As regards the causes of violence against women, especially rape/gang rape, much has been written — without effect — on the evils of the feudal culture and the tendency to justify the feudal oppression of women by claiming religious sanction for it.

Perhaps it is necessary to consider three relatively new factors: first, reliance on force, instead of reason, law and morality to justify the actions of the state and individuals; second, the brutalising effect of the war imposed on the people by the extremists; and third, ceaseless use of the pulpit to denounce women who move around, do jobs, and even dare to make laws for men. Research by qualified experts is needed to establish the precise contribution of these factors to the increase in attacks on women’s person and dignity.

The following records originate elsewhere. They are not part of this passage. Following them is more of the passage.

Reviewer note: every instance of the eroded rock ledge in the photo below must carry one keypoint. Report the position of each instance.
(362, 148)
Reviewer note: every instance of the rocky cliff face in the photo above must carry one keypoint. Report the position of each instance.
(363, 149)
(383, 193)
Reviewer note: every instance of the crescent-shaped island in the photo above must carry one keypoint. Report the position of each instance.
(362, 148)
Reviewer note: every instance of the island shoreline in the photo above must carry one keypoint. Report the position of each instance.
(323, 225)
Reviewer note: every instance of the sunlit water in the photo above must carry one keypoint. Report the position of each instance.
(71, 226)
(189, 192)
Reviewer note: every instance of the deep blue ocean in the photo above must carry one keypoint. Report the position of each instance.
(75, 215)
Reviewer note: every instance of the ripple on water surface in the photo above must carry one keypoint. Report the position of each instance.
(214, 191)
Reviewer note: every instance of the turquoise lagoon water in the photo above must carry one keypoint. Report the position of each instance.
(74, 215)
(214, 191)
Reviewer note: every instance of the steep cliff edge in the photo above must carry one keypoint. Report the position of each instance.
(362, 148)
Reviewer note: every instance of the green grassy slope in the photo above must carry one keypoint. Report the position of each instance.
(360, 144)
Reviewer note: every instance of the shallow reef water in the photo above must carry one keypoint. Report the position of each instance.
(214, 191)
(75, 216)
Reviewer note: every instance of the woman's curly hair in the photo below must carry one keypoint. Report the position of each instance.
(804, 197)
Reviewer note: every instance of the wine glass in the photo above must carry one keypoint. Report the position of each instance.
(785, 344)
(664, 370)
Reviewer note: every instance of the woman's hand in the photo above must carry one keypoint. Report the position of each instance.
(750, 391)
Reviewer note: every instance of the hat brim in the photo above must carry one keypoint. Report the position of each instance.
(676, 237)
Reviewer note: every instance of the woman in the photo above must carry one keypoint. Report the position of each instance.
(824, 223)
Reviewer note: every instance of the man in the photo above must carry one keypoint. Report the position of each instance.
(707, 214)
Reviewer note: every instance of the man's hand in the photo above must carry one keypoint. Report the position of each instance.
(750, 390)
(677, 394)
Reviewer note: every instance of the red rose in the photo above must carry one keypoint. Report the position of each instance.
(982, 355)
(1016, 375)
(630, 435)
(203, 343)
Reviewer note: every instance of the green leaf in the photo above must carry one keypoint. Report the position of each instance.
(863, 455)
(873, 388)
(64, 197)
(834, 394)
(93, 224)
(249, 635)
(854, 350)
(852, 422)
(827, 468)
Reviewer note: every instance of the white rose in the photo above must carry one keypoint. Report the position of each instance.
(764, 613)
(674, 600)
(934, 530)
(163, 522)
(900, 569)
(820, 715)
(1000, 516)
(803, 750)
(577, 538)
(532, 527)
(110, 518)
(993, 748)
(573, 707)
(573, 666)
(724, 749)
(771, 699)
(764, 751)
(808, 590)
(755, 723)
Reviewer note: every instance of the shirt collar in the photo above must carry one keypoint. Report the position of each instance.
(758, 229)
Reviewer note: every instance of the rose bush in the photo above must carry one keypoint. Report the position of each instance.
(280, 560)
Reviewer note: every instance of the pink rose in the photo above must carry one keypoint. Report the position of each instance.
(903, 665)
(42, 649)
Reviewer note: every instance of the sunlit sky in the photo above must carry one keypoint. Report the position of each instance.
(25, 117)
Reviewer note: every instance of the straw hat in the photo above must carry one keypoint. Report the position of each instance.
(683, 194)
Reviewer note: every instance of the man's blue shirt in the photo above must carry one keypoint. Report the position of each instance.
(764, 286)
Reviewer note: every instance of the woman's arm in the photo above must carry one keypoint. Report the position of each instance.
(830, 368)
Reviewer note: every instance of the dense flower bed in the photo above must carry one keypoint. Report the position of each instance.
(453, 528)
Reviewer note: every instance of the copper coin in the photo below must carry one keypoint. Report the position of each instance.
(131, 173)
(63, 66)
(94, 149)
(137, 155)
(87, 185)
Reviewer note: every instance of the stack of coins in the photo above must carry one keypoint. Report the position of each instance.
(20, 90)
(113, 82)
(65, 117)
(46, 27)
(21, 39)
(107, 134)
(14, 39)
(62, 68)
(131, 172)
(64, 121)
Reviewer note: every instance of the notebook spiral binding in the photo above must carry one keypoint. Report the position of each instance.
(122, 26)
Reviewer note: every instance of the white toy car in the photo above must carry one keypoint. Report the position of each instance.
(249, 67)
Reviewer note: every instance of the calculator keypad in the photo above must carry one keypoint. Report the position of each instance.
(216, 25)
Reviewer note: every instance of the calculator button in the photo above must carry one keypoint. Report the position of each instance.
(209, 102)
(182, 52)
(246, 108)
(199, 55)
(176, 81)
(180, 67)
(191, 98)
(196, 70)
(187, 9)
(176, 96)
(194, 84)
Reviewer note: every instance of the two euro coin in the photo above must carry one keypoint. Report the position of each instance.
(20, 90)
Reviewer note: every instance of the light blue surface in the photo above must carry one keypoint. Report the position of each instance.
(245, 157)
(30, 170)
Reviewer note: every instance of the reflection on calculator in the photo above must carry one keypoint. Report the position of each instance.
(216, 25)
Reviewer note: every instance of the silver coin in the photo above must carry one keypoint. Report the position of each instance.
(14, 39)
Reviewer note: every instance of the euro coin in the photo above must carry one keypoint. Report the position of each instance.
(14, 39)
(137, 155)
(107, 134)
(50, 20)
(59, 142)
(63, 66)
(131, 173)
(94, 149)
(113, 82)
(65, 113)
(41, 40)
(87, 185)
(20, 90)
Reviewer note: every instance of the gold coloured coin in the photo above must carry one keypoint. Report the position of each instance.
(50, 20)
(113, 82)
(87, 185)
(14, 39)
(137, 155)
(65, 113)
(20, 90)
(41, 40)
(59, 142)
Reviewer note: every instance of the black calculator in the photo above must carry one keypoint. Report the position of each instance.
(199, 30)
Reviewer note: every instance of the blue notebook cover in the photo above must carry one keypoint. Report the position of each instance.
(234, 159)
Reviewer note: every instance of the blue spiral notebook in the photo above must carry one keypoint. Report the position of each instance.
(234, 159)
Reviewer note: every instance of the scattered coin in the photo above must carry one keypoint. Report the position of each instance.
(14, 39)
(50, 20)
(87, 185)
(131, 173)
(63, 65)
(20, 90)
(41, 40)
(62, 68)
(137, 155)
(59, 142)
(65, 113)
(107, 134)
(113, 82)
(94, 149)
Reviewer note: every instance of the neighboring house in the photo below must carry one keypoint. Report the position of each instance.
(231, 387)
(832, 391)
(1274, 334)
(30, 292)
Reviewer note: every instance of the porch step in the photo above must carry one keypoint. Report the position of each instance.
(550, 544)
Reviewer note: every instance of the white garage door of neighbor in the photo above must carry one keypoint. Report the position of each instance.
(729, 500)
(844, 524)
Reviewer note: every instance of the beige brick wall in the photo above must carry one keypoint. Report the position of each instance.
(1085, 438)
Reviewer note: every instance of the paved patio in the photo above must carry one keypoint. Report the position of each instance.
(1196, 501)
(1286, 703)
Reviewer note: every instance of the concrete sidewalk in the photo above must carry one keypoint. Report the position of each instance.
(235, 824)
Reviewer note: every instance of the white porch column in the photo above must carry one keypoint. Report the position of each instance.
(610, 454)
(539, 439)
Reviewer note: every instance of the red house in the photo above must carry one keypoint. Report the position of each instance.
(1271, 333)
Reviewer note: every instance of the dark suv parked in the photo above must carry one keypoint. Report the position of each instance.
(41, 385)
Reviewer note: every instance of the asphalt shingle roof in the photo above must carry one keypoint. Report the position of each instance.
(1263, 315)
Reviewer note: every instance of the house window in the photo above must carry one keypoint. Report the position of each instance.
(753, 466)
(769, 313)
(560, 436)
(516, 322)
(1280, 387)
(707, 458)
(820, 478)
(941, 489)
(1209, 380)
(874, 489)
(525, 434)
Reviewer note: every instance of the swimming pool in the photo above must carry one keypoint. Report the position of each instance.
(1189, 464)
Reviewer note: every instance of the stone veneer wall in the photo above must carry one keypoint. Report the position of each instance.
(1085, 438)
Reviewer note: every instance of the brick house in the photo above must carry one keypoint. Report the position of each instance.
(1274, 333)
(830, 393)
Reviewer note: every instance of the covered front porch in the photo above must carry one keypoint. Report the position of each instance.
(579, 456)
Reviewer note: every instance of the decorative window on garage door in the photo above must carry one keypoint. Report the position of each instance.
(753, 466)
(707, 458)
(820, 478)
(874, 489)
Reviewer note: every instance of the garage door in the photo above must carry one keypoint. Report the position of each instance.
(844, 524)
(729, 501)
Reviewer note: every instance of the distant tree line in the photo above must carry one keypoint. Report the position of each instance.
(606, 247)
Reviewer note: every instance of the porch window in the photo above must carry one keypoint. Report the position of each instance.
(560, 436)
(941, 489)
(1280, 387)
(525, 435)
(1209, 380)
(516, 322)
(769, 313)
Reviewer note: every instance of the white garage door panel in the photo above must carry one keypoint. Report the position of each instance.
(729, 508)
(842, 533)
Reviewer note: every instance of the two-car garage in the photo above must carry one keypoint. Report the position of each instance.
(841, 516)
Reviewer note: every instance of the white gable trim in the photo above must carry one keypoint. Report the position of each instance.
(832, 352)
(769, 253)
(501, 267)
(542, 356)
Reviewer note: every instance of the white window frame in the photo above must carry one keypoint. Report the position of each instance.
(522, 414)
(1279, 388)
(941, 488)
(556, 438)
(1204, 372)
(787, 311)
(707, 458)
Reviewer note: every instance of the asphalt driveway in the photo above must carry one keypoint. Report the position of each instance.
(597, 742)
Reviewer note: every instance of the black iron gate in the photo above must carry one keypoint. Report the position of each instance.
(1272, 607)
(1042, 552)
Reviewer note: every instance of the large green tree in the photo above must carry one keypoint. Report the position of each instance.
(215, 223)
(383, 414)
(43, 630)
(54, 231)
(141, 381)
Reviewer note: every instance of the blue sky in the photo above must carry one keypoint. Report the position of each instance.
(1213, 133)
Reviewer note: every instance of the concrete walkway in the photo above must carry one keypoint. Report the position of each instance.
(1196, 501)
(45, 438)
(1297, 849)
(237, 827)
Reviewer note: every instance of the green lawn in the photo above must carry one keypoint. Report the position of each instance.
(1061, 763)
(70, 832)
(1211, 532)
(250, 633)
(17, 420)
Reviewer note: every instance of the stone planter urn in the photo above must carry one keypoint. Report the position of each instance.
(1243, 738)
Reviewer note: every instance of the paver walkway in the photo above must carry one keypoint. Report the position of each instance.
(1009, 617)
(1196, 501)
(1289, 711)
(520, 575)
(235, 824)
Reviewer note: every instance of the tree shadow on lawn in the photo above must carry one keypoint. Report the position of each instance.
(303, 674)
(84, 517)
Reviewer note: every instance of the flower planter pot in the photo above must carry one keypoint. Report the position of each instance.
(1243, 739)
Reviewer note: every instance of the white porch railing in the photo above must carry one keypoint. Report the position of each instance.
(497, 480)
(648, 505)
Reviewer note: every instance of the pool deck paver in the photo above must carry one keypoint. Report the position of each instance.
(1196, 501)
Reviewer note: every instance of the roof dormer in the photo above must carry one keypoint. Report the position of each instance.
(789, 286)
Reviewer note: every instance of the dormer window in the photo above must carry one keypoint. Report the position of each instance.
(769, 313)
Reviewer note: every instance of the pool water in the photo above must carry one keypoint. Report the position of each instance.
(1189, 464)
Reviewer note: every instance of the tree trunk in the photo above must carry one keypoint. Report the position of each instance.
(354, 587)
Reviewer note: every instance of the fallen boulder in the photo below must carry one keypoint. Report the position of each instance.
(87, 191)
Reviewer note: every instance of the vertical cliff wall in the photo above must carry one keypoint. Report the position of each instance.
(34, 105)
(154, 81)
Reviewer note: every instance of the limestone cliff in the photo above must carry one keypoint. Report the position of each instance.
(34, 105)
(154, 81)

The issue of wadera/tribal justice is quite complicated as the institution of jirga/panchayat is sustained by a pre-democracy socio-economic order. The wadera/tribal chief wants the world to believe that he resolves disputes in order to ensure peace but in effect he uses the club of elders to protect his political power base, quite often to make money from his followers’ misery.

The jirga/panchayat mystique suggests that people turn to this institution because they have lost faith in the state’s judicial system, because it guarantees quick settlement of matters and because an accused is tried by his own people. All three arguments have been rebutted time and again.

The first argument, loss of faith in the formal justice system, is born of despair. Reason cannot support adoption of a weaker model of justice in place of a sound but malfunctioning system.

The second argument is only partially valid. A jirga may be quick in deciding matters but speed is achieved at the cost of due process, and justice must inevitably be impaired.

Finally, a person appearing before a jirga is not judged by his peers; he is much farther removed from the wadera/chieftain than he can ever be from a magistrate even if he does not know him. The only difference can be the level of corruption but distinctions on that basis between a court and a jirga are fast disappearing.

The government has to realise that the strength of wadera justice lies in the social order that has been in place since the colonial era and progressively, further corrupted. No law alone can remove or reform this order. It will survive until the feudal culture is erased through a social process. Finally, there must be some sign of the government’s will to see the question of wadera justice in its correct perspective.